The main limitation of this study is the non-randomization of the MN group. Additional randomized clinical trials are required to confirm these promising results. Another limitation is the absence of a centralized laboratory, which is a requirement for pivotal clinical trials in order to ensure uniform data control and analysis.

Conclusions

This study showed that all treatments provided a significant improvement in the clinical parameters associated with PCOS (hirsutism and acne), a significant reduction in androstenedione levels, and a significant improvement in the quality of life score. The addition of antioxidants to oral contraceptives is not superior to oral contraception alone for the early management of PCOS. Only the combination of antioxidants without oral contraceptives reduced the HOMA-IR index. This study showed that the antioxidant combination might be a suitable therapy for patients with PCOS when oral contraceptive is not indicated, because in all groups androstenedione as well as clinical parameters, irregular menstruation and quality of life were significantly improved with no statistical difference between groups.

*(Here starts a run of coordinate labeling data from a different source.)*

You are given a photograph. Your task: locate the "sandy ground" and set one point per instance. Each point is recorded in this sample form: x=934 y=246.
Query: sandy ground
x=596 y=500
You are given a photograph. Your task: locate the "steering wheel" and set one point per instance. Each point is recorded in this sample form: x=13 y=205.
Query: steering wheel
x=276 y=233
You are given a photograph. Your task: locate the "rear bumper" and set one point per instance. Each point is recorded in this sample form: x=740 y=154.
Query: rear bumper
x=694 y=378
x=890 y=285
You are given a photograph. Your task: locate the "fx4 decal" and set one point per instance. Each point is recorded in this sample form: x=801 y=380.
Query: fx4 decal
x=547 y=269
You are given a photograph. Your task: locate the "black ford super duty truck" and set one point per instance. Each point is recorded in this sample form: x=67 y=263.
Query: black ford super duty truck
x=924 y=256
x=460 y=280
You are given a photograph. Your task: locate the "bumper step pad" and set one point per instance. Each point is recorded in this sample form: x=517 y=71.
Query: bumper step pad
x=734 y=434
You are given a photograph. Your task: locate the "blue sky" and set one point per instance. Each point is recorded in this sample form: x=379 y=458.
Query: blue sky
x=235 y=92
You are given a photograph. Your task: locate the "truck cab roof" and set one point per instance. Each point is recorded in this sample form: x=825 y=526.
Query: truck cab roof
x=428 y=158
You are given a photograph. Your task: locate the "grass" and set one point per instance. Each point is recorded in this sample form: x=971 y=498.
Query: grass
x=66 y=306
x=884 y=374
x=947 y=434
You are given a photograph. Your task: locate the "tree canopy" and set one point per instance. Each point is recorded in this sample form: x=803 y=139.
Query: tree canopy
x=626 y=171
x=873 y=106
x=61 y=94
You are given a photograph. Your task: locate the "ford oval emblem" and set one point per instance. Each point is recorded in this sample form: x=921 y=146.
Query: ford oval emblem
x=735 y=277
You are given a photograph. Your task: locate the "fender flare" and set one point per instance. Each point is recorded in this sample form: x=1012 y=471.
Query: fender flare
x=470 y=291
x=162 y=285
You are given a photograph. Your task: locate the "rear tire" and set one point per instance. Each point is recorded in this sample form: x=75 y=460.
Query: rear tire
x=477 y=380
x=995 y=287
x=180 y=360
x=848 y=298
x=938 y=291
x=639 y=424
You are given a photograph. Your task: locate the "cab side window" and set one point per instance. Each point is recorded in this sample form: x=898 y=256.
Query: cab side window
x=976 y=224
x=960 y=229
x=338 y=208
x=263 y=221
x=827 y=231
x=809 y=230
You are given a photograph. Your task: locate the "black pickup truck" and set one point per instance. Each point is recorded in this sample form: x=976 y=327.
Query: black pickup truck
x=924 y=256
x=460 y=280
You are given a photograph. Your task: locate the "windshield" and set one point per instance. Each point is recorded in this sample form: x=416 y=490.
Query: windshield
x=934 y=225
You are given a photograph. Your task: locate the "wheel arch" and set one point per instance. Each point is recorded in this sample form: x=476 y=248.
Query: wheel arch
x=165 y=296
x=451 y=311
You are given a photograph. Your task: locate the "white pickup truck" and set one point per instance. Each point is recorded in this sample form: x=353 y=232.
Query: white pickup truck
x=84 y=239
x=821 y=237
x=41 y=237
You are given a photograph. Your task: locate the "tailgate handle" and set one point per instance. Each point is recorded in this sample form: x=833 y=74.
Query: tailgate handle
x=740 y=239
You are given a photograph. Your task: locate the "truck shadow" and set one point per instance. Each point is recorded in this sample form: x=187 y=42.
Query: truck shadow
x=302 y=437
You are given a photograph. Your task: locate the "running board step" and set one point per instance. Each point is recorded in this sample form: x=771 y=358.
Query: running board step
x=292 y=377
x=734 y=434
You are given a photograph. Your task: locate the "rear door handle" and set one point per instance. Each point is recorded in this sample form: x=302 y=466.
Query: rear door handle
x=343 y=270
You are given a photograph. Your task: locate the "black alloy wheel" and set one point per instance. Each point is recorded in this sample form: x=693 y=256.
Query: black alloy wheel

Complying with ethics of experimentation

The study was conducted in accordance with the Declaration of Helsinki and was approved by the Research Ethics Committee of Fundación Jiménez Díaz (Madrid, Spain). Written informed consent was provided by all participants before initiating the study. National legislation on data protection was applied (Royal Decree 1090/2015, of December 4, 2015, on clinical trials with medicinal products). Documents containing patients’ personal information were encrypted. Only authorized personnel had access to them.

Acknowledgements

The author would like to thank Fernando Sánchez Barbero, PhD, for providing medical writing assistance.

Data availability statement

Data sharing is not applicable to this article as no new data were created or analyzed in this study.

Disclosure statement

Carmen Pingarrón Santofímia has been a symposium speaker and advisory board member for Pfizer, Shionogi, Theramex. MSD, Exeltis, Faes, and Iprad. She has also received research grants and/or consulting fees from Pfizer, MSD, Theramex, Shionogi, Effik, Exeltis, Faes, Iprad, and NTDs labs. Silvia Poyo Torcal has no conflict of interests. Helena López Verdú has no conflict of interests. Alexandra Henríquez Linares has been a symposium speaker and advisory board member for Nurtegia and Sanofi-Pasteur. She has also received research grants and/or consulting fees from Astellas and Servier. Virginia Calvente Aguilar has no conflict of interests. Pablo Terol Sánchez has attended meeting from Exeltis. María Sol Martínez García has no conflict of interests. Pilar Lafuente González has been a symposium speaker and advisory board member for Sanofi-Genzyme, Biogen, Bayer, Italfarmaco, Shionogi, MSD, Effick, and Uriach. She has also received research grants and/or consulting fees from Probioserch and Gedeon Richter.

Additional information

Funding

This study was funded through an unrestricted medical research grant provided by Margan Biotech SL.